His hands shook. He typed, erased, typed again.
Finally:
“Nah, we don’t know each other. I’m Dylan… from Dominican Republic. Yo, Merry Christmas btw.”
He pressed send and instantly regretted it.
“Bro… Merry Christmas? For real?” He buried his face in his pillow.
⸻
In Chicago
Keisha laughed when she read it. It was 10 p.m., snow hitting the window. Her mom yelled from the kitchen about finishing homework. But Keisha just stared at the message.
“Dominican Republic?” she whispered. “That’s… far.”
She typed back fast:
“Chicago here. Snow and ice everywhere, not hot like DR lol.”
⸻
Back to Dylan
He smiled when he read it, relief flooding his chest. He typed back in seconds:
“Here it’s always hot, lmao. Never cold. You lucky maybe.”
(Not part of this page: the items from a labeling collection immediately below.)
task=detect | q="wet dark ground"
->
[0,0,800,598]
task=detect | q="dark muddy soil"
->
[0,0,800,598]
Then waited. Ten seconds. Twenty. Every buzz from the street outside made him jump.
When her reply came, his grin spread wide:
“I’d trade. I always wanted to see America? New York for sure. Dream of college there, NBA… you?”
⸻
The flow starts
The chat went faster, smoother. Dylan forgot his broken grades, forgot the heat sticking to his skin. Keisha forgot the snow outside and her mom’s shouting.
• He told her about the cracked courts where he trained every day.
• She told him about her volleyball team and how her Jamaican dad pushed her to be strong.
• He wrote “I don’t believe in love, tho. No tiempo for that.”
• She laughed, replying “Same. Boys here are just… drama.”
And yet… both stayed online way longer than they planned.
⸻
The first conflict
After an hour, Keisha texted:
“Wait, but… you live in DR. That’s like… impossible, right? We’ll never even meet.”
Her words hit Dylan hard. He stared at them, heart dropping like he’d just missed an open dunk.
He typed back slowly:
“Tal vez… but who knows. Destiny? Maybe it’s real, maybe not.”
And when she didn’t answer right away, his chest hurt. For the first time, the red string felt fragile.
⸻
Keisha’s room
Her best friend Mariah FaceTimed her right then.
“Girl, why you smiling at your phone like that?”
Keisha rolled her eyes. “Some boy. From Dominican Republic.”
Mariah’s jaw dropped. “Wait—what? You serious? You don’t even know him!”
“I know,” Keisha whispered, staring at Dylan’s last message. “But… it feels like I do.”
⸻
Dylan’s side
From his bed, Dylan whispered to himself:
“Keisha…” He let the name roll in his mouth like it was part of him.
And for the first time, he didn’t feel alone in that tiny room with peeling paint and a dream bigger than his island.